I found a mention of hashdeep on the ‘net which means first running it against the first directory generating a file with checksums and then running it a second time against the second directory using this checksum file. Hashdeep, however, is not in the CentOS repository and, according to the ‘net, is possibly no longer maintained.\
I also found md5deep which seems similar.
Are there other tools for this automatic compare where I am really looking for a list of files that exist in only one place or where checksums do not match?
14 thoughts on - Comparing Directories Recursively
diff –brief -r dir1/ dir2/
might do what you need.
If you also want to see differences for files that may not exist in either directory:
diff –brief -Nr dir1/ dir2/
But is diff not best suited for text files?
The standard unix diff will show if the files are the same or not:
$diff 1.bin 2.bin Binary files 1.bin and 2.bin differ
If there is no output from the command, it means that the files have no differences.
Since you don’t need to know exactly how the files are different (the mere fact that they are different is what you do want to know), that should do it.
source:
find . -type f -exec md5sum \{\} \; > checksum.list
destination:
md5sum -c checksum.list
Wouldn’t diff be faster because it doesn’t have to read to the end of every file and it isn’t really calculating anything? Or am I looking at this in the wrong way.
Hi,
[snip]
rsync obviously offers the ‘exist in only one place’ feature but also offers checksum comparisons (in version 3 and higher, I understand)…
-c, –checksum
This changes the way rsync checks if the files have been changed
and are in need of a transfer. Without this option, rsync uses
a “quick check” that (by default) checks if each file’s size and
time of last modification match between the sender and receiver.
This option changes this to compare a 128-bit checksum for each
file that has a matching size. Generating the checksums means
that both sides will expend a lot of disk I/O reading all the
data in the files in the transfer (and this is prior to any
reading that will be done to transfer changed files), so this
can slow things down significantly.
The sending side generates its checksums while it is doing the
file-system scan that builds the list of the available files.
The receiver generates its checksums when it is scanning for
changed files, and will checksum any file that has the same size
as the corresponding sender’s file: files with either a changed
size or a changed checksum are selected for transfer.
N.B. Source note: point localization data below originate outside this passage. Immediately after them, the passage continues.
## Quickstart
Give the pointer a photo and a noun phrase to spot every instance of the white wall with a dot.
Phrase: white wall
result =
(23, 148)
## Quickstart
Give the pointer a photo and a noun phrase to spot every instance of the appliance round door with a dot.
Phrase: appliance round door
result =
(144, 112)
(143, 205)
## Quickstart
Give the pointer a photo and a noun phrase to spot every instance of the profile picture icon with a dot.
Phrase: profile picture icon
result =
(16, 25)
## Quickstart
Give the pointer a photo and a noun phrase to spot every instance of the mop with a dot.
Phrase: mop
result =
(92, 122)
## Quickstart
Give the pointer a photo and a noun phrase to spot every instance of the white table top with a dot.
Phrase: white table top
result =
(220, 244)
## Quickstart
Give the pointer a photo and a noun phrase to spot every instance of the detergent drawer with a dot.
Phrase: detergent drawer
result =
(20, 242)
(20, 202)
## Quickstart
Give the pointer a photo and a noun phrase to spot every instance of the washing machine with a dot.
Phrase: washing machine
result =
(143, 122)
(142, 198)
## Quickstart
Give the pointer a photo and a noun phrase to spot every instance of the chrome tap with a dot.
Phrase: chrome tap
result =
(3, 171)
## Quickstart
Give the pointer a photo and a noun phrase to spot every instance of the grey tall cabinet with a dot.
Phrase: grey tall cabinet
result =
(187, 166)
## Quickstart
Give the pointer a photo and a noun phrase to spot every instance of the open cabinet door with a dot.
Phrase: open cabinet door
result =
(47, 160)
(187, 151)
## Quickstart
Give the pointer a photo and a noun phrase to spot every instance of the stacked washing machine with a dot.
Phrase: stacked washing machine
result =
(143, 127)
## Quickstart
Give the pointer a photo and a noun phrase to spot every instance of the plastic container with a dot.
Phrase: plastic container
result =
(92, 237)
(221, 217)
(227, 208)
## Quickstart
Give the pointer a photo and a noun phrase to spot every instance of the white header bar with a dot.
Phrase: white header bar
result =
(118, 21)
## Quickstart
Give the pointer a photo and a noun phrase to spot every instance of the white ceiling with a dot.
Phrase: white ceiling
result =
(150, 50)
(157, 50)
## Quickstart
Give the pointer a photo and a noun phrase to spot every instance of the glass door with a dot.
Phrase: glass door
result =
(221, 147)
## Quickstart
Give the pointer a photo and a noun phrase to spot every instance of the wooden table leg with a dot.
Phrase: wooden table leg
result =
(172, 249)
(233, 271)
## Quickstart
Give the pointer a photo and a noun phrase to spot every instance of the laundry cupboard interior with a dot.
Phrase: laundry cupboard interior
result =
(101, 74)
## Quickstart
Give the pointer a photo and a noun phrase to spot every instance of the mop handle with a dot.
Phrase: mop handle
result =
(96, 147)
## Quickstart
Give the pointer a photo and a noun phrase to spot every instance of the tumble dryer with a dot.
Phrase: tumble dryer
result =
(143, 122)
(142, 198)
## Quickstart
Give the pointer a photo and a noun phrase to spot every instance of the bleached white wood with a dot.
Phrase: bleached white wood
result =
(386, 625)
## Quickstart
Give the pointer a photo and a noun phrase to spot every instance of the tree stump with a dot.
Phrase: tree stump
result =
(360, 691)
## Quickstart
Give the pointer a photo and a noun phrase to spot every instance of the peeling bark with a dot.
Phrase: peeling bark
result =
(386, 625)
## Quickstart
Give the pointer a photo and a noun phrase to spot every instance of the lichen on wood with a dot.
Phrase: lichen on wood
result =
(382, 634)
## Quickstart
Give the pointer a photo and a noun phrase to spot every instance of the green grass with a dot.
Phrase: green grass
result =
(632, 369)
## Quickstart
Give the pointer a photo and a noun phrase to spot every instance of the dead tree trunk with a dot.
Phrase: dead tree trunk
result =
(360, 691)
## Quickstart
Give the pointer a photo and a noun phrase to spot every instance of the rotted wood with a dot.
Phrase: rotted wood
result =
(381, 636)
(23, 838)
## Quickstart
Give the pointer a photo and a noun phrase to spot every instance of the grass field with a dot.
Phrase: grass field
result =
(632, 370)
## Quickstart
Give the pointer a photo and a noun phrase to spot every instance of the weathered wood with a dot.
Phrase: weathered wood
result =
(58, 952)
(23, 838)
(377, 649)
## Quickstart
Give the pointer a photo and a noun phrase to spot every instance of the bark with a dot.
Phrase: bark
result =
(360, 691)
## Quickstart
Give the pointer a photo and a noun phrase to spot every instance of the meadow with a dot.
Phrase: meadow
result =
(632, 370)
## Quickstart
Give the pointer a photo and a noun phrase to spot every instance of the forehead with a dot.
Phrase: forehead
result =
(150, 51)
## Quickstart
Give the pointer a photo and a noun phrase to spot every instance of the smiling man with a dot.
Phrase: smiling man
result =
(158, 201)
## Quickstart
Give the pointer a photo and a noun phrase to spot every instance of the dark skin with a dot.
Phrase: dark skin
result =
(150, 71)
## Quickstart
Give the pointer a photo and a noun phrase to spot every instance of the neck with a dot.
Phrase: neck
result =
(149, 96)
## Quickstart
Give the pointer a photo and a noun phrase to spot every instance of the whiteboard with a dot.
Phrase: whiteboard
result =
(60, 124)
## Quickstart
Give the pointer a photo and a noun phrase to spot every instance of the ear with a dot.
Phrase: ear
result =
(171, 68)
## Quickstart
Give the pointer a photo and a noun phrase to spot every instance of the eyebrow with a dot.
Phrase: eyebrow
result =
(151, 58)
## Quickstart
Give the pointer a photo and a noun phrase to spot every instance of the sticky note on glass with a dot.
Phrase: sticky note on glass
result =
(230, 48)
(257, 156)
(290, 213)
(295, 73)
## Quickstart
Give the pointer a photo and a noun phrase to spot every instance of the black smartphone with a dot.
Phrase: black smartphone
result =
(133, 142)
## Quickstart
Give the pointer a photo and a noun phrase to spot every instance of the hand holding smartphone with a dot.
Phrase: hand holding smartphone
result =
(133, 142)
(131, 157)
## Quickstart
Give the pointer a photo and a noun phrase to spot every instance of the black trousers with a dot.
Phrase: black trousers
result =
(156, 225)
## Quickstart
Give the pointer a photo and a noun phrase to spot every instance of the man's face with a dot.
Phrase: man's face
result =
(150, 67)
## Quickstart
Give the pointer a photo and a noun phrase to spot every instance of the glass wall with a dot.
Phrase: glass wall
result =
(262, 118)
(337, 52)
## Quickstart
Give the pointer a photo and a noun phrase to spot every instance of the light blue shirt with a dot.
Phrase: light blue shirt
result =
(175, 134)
Note that rsync always verifies that each transferred file was
correctly reconstructed on the receiving side by checking a
whole-file checksum that is generated as the file is trans‐
ferred, but that automatic after-the-transfer verification has
nothing to do with this option’s before-the-transfer “Does this
file need to be updated?” check.
For protocol 30 and beyond (first supported in 3.0.0), the
checksum used is MD5. For older protocols, the checksum used is
MD4.
Rich.
Fast was not communicated as requirement, albeit md5 algo works by design “fast” and it was asked to “to compare file hashes”. Nevertheless I also use diff to compare. It depends on your needs …
I did end up using diff which seemed to work well.
Thank you, this time I used diff.
Thank you, saving this for the future.
Ok!
Great, used as suggested!
In article <20171027175431.e265479c4f9b4658fe2179bf@sasktel.net>, Frank Cox wrote:
If the files are the same (which is what the OP is hoping), then diff does indeed have to read to the end of both files to be certain of this. Only if they differ can it stop reading the files as soon as a difference between them is found.
Cheers Tony
I typically use ‘rsync -av -c –dry-run ${dir1}/ ${dir2}/ ‘ (or some variation) for this.